Apart from the presence of leaders representing companies like PerkinElmer, Pfizer, Epizyme, Celgene, Syndax Pharmaceuticals, Agilent Technologies, Astex Pharmaceuticals, Repligen, 4SC etc, the meeting was also graced by presentations by stalwarts in epigenetics from academia like Dr. Stephan Baylin (Johns Hopkins university). The mixture of discussions on clinical trial data, propelled by emerging concepts / results from academia is what made this event unique. The idea of learning in a “melting pot” environment was truly realized at this conference.

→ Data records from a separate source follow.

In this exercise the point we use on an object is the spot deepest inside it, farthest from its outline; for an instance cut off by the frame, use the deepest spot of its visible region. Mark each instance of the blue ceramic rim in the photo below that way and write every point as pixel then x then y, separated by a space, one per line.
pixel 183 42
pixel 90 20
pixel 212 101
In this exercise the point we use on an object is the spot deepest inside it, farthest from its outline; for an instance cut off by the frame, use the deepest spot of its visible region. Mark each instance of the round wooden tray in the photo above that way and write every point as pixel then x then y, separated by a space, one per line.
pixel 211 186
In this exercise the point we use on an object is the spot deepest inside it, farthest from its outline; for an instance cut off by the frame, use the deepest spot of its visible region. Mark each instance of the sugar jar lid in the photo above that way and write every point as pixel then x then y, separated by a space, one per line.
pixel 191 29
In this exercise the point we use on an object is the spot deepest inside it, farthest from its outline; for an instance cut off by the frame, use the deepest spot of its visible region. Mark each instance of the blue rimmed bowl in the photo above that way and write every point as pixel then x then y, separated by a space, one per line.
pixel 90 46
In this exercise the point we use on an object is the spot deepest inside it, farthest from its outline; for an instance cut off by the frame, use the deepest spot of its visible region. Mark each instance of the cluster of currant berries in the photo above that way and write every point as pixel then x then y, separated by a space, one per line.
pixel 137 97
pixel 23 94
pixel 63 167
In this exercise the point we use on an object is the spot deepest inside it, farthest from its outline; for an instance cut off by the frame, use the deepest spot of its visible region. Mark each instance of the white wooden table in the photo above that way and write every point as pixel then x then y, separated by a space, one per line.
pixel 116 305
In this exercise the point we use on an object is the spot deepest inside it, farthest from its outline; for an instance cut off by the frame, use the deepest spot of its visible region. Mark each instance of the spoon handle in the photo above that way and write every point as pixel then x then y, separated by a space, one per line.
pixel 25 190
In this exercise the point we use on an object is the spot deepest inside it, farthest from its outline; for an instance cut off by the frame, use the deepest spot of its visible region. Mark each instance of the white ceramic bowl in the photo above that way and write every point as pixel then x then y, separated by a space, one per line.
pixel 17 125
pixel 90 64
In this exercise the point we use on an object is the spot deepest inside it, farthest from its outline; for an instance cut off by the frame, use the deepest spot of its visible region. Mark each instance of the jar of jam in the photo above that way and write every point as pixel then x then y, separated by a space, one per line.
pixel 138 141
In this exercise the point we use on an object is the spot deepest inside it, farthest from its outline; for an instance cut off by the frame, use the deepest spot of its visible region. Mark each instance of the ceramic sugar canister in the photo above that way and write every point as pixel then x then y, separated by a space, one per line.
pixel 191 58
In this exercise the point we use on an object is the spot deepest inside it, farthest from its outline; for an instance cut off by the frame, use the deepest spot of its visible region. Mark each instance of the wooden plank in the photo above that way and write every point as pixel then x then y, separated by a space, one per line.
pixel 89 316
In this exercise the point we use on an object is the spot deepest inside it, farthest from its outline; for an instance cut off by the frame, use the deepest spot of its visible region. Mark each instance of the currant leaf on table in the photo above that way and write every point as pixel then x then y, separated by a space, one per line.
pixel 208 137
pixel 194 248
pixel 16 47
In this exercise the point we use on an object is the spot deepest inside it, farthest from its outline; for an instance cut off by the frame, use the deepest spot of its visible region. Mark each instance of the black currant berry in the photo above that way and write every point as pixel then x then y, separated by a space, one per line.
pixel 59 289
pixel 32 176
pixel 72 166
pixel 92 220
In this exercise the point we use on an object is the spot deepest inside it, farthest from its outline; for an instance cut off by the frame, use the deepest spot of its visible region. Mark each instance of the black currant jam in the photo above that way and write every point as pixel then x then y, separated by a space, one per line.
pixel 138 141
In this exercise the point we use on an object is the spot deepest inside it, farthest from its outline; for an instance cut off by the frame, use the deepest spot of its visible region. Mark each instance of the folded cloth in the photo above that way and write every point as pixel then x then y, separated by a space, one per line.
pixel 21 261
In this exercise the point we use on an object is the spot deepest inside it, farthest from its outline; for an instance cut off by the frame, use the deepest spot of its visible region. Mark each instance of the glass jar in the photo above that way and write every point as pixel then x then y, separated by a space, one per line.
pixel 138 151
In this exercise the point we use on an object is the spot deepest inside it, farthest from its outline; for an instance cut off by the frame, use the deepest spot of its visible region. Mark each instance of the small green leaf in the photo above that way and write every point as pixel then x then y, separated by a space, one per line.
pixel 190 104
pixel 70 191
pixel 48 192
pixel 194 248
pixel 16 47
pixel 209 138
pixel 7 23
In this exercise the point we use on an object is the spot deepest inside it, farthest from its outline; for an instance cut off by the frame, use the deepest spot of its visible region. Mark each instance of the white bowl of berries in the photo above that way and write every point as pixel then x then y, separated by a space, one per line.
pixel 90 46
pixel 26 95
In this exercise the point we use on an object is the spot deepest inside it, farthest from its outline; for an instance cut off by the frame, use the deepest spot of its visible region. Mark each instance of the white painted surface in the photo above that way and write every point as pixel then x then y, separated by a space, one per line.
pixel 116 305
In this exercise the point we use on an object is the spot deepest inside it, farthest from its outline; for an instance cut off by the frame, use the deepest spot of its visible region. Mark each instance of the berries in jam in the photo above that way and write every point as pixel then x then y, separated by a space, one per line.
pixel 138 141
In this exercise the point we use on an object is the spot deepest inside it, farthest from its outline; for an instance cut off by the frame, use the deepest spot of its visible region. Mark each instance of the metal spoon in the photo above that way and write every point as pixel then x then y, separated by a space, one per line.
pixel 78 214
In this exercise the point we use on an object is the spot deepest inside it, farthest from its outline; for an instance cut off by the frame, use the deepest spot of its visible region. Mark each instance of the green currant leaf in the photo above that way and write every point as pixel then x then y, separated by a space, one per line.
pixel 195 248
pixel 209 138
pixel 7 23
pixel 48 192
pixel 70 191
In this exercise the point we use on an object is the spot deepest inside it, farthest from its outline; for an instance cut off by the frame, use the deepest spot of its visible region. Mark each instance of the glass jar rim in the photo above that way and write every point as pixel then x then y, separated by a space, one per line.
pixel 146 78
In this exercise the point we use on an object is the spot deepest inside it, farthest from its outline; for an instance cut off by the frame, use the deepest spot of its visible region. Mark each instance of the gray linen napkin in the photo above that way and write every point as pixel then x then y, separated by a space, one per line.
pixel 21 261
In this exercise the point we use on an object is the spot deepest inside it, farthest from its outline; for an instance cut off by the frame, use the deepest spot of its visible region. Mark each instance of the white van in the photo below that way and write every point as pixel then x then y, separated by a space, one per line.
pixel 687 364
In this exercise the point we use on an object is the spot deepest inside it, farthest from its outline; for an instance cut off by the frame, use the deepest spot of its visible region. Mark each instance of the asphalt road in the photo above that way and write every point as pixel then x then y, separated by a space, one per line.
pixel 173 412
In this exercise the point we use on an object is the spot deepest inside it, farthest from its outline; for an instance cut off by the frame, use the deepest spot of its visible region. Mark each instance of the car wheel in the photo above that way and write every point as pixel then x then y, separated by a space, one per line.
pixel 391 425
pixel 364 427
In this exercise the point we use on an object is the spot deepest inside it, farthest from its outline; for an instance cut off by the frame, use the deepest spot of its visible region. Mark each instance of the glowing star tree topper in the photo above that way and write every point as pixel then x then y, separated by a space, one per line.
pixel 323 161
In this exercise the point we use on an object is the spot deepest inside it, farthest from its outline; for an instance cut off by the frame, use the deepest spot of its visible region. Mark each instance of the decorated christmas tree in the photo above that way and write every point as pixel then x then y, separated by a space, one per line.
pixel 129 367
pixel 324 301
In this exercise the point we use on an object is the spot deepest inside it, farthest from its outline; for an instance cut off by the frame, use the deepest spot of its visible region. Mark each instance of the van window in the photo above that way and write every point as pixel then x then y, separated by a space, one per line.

The speed networking session on day one was an ideal event to swap business cards and also paved the path for future conversations. Everyone had about 40 seconds to talk to a set of 5 people around a table after which 3 from each table would keep shifting tables while the other three stayed. The organizers (Hansonwade) did a great job of ensuring that everyone interacted with at least 75% of the crowd in that session. The elegant pyramid shaped tea bags from Tea Forte for breaks and the drinks reception sponsored by PerkinElmer was yet another enticing opportunity to listen in on some great conversations. The poster presentations and “mastermind groups” (small groups of 6 – 8) to discuss key challenges and share experiences were also interesting avenues to interact and build bridges. Though most of the talks were truly engaging below are some of select ideas / people from the event.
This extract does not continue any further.